2025-08-28 ブラウン大学
<関連情報>
- https://www.brown.edu/news/2025-08-28/extremist-brains
- https://www.apa.org/pubs/journals/releases/psp-pspa0000460.pdf
- https://www.science.org/doi/10.1126/sciadv.abq5920
政治的極端主義者はイデオロギーの違いにもかかわらず類似した神経処理を示す Politically Extreme Individuals Exhibit Similar Neural Processing Despite Ideological Differences
Daantje de Bruin and Oriel FeldmanHall
Journal of Personality and Social Psychology Published:2025

The current state of political polarization in the United States encompasses a growing divide between partisans and a shift toward more extreme ideologies. Although rising ideological extremism poses societal challenges, the mechanisms supporting extreme views remain uncharacterized. Leveraging a combination of neurophysiological methods, we show that regardless of which side of the political aisle an individual is on, those with more extreme views show heightened neural activity to politically charged content in brain regions implicated in affective processing—including the amygdala, periaqueductal gray, and posterior superior temporal sulcus. Moreover, we observe that those who share an extreme perspective—even when they do not share an ideology—exhibit increased neural synchronization in the broader posterior superior temporal sulcus region while consuming political content. For those on the most extreme ends of the ideological spectrum, this effect is further influenced by listening to extreme language. Finally, we find that shared arousal, measured through galvanic skin conductance responses, modulates the strength of coupling between shared extremity and neural synchrony. Together, our findings suggest a role for affect in shaping ideological extremity, which helps explain why those at the far ends of the political spectrum come to view the world through a shared, extreme lens.

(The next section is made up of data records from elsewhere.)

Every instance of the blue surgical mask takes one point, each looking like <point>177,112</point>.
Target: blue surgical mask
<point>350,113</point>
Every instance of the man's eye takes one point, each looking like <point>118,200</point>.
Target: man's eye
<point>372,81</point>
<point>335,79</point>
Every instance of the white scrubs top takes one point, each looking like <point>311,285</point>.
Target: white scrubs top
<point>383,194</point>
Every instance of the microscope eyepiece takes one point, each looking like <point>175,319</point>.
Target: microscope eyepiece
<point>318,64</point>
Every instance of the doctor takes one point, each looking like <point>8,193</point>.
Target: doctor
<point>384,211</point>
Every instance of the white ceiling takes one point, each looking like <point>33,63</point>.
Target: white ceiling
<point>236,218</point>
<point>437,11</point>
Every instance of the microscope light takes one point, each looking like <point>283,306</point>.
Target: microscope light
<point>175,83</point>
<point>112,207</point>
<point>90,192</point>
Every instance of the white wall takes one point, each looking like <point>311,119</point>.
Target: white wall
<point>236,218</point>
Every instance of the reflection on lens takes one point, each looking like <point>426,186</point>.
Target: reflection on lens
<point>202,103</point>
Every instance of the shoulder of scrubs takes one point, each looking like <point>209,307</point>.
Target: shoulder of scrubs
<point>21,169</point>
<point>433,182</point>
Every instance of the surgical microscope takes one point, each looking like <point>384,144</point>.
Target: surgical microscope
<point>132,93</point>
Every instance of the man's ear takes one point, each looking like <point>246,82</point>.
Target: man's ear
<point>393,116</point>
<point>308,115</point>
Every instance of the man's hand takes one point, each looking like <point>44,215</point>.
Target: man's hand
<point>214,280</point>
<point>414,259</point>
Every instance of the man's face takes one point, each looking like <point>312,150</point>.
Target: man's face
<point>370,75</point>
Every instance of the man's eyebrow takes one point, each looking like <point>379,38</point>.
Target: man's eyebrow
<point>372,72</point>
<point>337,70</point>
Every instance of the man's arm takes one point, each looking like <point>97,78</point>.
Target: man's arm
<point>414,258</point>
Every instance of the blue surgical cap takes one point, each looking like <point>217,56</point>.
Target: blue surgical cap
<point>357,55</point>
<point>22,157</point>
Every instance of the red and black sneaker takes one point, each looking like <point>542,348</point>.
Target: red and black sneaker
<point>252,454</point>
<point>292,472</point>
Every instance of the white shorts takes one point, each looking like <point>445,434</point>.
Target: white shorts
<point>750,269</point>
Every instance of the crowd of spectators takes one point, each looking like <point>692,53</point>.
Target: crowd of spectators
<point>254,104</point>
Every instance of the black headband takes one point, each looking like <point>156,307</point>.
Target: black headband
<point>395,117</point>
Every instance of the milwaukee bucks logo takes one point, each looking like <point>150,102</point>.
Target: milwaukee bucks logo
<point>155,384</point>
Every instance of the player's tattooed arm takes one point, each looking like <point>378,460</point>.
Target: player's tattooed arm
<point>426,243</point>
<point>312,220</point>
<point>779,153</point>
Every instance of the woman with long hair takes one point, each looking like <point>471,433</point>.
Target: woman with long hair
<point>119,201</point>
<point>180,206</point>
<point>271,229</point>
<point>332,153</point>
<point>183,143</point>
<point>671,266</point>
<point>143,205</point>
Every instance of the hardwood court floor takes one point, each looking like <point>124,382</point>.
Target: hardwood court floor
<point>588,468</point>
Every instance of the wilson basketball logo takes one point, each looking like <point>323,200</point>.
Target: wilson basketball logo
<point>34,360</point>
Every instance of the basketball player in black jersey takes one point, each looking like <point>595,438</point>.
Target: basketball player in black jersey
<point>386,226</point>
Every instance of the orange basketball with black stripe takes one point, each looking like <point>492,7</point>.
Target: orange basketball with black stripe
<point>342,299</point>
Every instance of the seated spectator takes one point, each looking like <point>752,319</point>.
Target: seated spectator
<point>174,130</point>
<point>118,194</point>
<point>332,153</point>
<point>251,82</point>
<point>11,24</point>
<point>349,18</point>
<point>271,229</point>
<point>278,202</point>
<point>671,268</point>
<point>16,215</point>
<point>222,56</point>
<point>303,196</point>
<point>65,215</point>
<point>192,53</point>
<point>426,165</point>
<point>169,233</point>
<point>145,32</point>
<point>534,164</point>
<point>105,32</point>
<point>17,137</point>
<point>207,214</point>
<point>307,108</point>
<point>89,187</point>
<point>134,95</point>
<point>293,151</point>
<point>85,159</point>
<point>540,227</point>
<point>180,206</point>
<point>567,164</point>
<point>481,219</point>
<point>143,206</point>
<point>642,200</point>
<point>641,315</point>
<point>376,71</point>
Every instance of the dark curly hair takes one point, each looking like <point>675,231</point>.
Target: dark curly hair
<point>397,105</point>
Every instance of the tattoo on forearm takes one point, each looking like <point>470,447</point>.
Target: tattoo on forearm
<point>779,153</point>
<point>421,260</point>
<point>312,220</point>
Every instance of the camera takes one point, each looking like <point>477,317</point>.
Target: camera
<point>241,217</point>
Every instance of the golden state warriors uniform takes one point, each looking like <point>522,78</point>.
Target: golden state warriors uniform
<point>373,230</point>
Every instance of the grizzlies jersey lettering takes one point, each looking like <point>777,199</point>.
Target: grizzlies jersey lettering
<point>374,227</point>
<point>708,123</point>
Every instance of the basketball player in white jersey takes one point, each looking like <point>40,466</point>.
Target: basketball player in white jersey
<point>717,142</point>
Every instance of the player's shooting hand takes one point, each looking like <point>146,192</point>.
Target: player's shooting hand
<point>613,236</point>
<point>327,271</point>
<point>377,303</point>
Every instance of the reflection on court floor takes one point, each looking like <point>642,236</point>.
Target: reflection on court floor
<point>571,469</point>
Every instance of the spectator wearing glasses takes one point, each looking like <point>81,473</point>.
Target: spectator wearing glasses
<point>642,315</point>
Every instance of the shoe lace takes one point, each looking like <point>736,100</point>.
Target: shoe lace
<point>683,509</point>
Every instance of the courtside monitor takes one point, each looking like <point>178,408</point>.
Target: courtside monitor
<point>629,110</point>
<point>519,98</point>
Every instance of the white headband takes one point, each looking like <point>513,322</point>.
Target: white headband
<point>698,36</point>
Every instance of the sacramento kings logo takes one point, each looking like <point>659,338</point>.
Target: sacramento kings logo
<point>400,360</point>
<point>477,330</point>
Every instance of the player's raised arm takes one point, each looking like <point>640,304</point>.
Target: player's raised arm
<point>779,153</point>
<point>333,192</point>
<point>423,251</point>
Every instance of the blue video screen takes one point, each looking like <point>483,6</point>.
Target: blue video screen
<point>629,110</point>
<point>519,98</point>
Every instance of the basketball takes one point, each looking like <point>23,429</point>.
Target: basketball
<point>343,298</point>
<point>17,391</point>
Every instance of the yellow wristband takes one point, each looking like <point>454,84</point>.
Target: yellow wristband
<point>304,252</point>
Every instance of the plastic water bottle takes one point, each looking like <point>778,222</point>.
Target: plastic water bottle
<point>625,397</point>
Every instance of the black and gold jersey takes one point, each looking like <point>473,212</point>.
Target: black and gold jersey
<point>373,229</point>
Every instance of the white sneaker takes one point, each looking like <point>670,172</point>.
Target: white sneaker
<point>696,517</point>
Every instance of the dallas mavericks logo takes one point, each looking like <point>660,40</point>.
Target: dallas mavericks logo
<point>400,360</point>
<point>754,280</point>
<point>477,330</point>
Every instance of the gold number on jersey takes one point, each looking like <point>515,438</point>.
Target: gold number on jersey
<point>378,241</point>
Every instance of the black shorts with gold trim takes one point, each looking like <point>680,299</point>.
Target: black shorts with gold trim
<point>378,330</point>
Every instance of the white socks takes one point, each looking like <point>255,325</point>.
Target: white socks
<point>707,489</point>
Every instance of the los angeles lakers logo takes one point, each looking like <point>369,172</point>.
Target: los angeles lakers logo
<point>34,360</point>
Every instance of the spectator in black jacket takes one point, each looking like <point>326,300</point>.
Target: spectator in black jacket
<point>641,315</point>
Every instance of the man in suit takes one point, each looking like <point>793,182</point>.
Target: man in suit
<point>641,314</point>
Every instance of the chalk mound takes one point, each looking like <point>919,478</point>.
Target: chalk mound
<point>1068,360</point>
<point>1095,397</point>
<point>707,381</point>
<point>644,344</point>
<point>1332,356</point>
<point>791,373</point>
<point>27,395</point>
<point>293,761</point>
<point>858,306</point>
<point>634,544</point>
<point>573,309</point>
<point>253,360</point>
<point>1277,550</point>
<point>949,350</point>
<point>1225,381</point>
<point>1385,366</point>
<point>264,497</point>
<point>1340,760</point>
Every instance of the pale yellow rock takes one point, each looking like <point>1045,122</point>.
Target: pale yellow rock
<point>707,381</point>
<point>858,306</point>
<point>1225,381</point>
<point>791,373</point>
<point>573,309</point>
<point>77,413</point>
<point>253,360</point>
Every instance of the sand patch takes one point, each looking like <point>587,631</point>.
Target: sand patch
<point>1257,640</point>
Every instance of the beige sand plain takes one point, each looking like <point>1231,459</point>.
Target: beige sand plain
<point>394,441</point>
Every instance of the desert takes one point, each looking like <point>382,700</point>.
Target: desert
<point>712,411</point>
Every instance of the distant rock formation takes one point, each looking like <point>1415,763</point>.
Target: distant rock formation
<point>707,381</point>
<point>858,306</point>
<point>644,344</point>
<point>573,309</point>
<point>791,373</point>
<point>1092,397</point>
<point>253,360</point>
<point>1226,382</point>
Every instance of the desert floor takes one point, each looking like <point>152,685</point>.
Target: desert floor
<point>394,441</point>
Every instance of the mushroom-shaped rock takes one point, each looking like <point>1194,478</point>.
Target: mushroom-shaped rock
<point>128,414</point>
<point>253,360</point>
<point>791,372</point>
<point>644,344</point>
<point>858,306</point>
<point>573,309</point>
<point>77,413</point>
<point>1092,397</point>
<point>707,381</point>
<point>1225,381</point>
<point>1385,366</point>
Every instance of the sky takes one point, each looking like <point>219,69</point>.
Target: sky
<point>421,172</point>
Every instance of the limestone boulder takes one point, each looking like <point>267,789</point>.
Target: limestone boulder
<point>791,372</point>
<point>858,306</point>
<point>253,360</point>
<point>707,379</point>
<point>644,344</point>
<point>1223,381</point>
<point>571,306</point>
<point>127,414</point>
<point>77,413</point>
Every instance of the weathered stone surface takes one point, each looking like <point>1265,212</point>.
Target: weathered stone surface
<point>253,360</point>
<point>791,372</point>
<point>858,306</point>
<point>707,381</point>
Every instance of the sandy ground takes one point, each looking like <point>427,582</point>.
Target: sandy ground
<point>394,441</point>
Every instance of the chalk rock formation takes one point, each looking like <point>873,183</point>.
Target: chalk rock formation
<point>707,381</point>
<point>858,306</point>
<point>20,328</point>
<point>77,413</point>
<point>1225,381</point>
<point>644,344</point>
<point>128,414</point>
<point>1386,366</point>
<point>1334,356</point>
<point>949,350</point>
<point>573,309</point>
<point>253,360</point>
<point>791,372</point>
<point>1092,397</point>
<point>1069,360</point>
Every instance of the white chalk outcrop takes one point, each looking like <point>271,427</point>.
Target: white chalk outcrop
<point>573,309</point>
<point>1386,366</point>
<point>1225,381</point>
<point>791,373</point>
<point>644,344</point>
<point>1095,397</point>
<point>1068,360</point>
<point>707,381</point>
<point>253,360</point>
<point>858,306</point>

共有神経表現と政治的コンテンツの時間的セグメンテーションがイデオロギー的類似性を予測する Shared neural representations and temporal segmentation of political content predict ideological similarity
Daantje de Bruin, Jeroen M. van Baar, Pedro L. Rodríguez, and Oriel FeldmanHall
Science Advances Published:1 Feb 2023
DOI:https://doi.org/10.1126/sciadv.abq5920
Abstract
Despite receiving the same sensory input, opposing partisans often interpret political content in disparate ways. Jointly analyzing controlled and naturalistic functional magnetic resonance imaging data, we uncover the neurobiological mechanisms explaining how these divergent political viewpoints arise. Individuals who share an ideology have more similar neural representations of political words, experience greater neural synchrony during naturalistic political content, and temporally segment real-world information into the same meaningful units. In the striatum and amygdala, increasing intersubject similarity in neural representations of political concepts during a word reading task predicts enhanced synchronization of blood oxygen level–dependent time courses when viewing real-time, inflammatory political videos, revealing that polarization can arise from differences in the brain’s affective valuations of political concepts. Together, this research shows that political ideology is shaped by semantic representations of political concepts processed in an environment free of any polarizing agenda and that these representations bias how real-world political information is construed into a polarized perspective.